Mr Bogdal was charged on the basis that he was the owner of the dog. Since the aggravated offence was charged, the offences were triable on indictment. He was also charged by way of alternative with three offences under sec. 3 (3) of the Act; but since these were not in the event proceeded with we need not deal further with that aspect.
THE CRIMINAL APPEALS
"In this Act—
…
'public place' means any street, road or other place (whether or not enclosed) to which the public have or are permitted to have access whether for payment or otherwise and includes the common parts of a building containing two or more separate dwellings."
We will refer to the final element of that definition, from the words "and includes", as "the common parts provision". The common parts provision is, so far as we are aware, unique to the 1991 Act, but the core of the definition is in a form employed (with insignificant variations) in a variety of statutes, dating back many years, which regulate conduct in a public place; and the definition has attracted a fair amount of judicial consideration. Not all the case-law was cited to us, but that no doubt showed a wise restraint on the part of counsel. We are satisfied that the cases to which we were referred were sufficient to allow the principles which were relevant for the resolution of the present case to be identified.
Fellowes
"'Public place' includes any highway and any other premises or place to which at the material time the public have or are permitted to have access, whether on payment or otherwise."
This is therefore one of the many statutes referred to above applying the same core definition as sec. 10 (2) of the 1991 Act. (The only differences are that the governing verb is "includes" rather than "means" and that the 1991 Act definition adds the phrase "(whether or not enclosed)" – neither of which seem to us material for present purposes.) We should however note that the 1936 Act contained a definition of the term "private premises" which does not appear in the 1991 Act. At p. 231 in Edwards Bridge LJ said:
"Approaching the matter quite independently of any authority, and looking simply at the contrasting definitions of public place and private premises in the statute, it seems to this Court that it is quite impossible to hold that the expression "public place" can be construed as extending to the front gardens of private premises simply on the footing on which the learned judge relied that members of the public have an implied licence to pass through those private gardens in order to obtain access to the front doors of private premises if they have some lawful occasion for so doing. It is not qua members of the public that they thus enjoy access, it is qua lawful visitors. Indeed it is certainly only by permission of the owner, occupier or lessee of the premises that persons obtaining access to front doors in the manner referred to are entitled to access. That would bring the front garden such as this within the definition of private premises in the statute as opposed to bringing it within the definition of a public place."
He then went on to show that that conclusion was supported by the decided cases.
"In the present case, the issue is whether those who gained access or were permitted to have access to this block of flats went there as members of the public or in some private capacity.
The appropriate starting point to the resolution of the issue in this case is to ask who had or who was permitted to have access to this block of flats and why, and to ask whether the methods by which access was to be gained shed light on the answer to that question.
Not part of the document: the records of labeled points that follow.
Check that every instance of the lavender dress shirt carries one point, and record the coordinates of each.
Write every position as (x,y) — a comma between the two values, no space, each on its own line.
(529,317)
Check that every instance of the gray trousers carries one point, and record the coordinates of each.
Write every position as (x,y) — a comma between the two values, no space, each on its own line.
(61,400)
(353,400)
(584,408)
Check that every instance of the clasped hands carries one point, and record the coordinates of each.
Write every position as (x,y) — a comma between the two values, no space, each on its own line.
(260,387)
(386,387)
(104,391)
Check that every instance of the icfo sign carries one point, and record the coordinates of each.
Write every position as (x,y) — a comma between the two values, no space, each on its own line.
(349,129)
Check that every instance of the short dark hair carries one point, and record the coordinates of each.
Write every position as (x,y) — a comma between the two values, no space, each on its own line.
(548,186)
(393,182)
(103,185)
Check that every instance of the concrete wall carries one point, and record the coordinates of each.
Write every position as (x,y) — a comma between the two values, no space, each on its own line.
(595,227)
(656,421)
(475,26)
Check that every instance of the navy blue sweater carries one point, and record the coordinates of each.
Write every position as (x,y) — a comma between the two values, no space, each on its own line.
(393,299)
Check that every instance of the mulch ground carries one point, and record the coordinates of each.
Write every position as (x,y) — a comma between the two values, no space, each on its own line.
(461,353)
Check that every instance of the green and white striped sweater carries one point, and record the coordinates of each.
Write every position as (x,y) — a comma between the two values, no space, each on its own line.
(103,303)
Approached in this way, the question was the landing in this case a public place, admits of only one answer. It was not. People are not permitted to enter this building and be on the landings as they please. The manifest purpose of the control exercised over entry from the outer door (or it may be doors) from the street is to prevent entry, save by those who visit the building for social, business or professional dealings with those who live in the flats (for example, the friend, the milkman or the doctor) or for purposes connected with the building itself, such as maintenance. This connection with the occupiers or the building takes visitors out of the general public and gives a private (as opposed to public) nature to their access."
Jowitt J noted that the justices had attached weight to the fact that a variety of members of the public other than the occupiers of the flat – such as postmen and tradesmen - would be entitled to access, but he said that that was not the point:
"To speak of tradesmen and postmen as being members of the public when they are on these premises, begs the question of whether such visitors are members of the public once they have entered the block of flats. We are all members of the public. It does not follow that all our actions and all our visits are performed as members of the public. It seems to me that here the justices were confusing numbers of visitors with purpose."
Jowitt J distinguished the earlier decision in Knox v Anderton (1983) 77 Cr. App. R. 156, in which the Divisional Court had held that justices had been entitled to find that the upper walkway of a block of flats, forming part of a large estate, was a public place for the purpose of the Prevention of Crime Act 1953. The evidence in Knox v Anderton had been that members of the public had free access to the walkways, which were – to use Mr Worsley's useful phrase - "pavements in the sky", and were not approached through any gates or doors, irrespective of whether they had business with the particular flats that they served. It can be seen that Williams adopted an essentially similar approach to Edwards, making it clear that the crucial question was the capacity in which any members of the public had access to the place in question.
"In my judgment, in the light of the meaning which has been given to "public place" in the Public Order Act 1936, and particularly in the Criminal Justice Act 1967, the path leading to the appellant's front door was not a public place within the meaning of section 10 (2) of the Dangerous Dogs Act 1991. [The complainant] visited it qua visitor and not qua member of the public. I do not think that it is possible to reach any different conclusion by a consideration of the purposes of the Dangerous Dogs Act 1991."
R v C
"… the external parts are by the words of that Section specifically excluded and not, as [counsel for the Crown] contends, by implication included."
"10. While it would not be useful or wise for this court to attempt to substitute for the statutory phrase some definition or exegesis of its own, it seems to me that the principle which runs through all of these cases is that land may be either on the face of it public or on the face of it private land: a street would be an example of the former, the front garden or front area of a private dwelling an example of the latter. In the latter case, however, it is also clear that the ostensibly private character of the land may be negated by evidence that the general public - that is to say anyone who wants to - does in fact have access to it, whether by permission or not. This was the case in Knox v Anderton. It was not the case in the 1978 case of Roberts which concerned, as this case does, the enclosed but accessible area between a house and the highway.
11. Does the nature of the offence make a difference, as [counsel for the Crown] was inclined to argue it did? In other words, may a public place have a different meaning depending on whether the charge is driving a motor vehicle there, being drunk and disorderly there, or carrying a bladed article there? The decision in the 2003 case of R v Roberts suggests not. It would, moreover, be disruptive of legal certainty if a phrase repeatedly used by Parliament, albeit for different purposes, were given differential meanings in this way."
("The 1978 case of Roberts" must, we think, be a reference to Edwards, in which the second defendant was a Mr. Roberts. The "2003 case" is R v Roberts [2004] 1 WLR 181, a case in this Court, also on sec. 139 of the 1988 Act, in which Edwards was followed.)
The Recorder's reasoning
"If the ratio of the garden path case - that is, the Fellowes case - is that it is a matter of invitation, whether explicit or implied, that cannot arise when one is dealing with a shared drive, because while a person may be implicitly or explicitly invited by let us say the owners of Wawne House, so far as Sycamore House is concerned there is no invitation whatsoever, whether explicit or implicit, and the same of course applies vice versa."
She further said that the terms of the common parts provision showed, "by analogy", that common access routes of this kind fell within the terms of sec. 10 (2).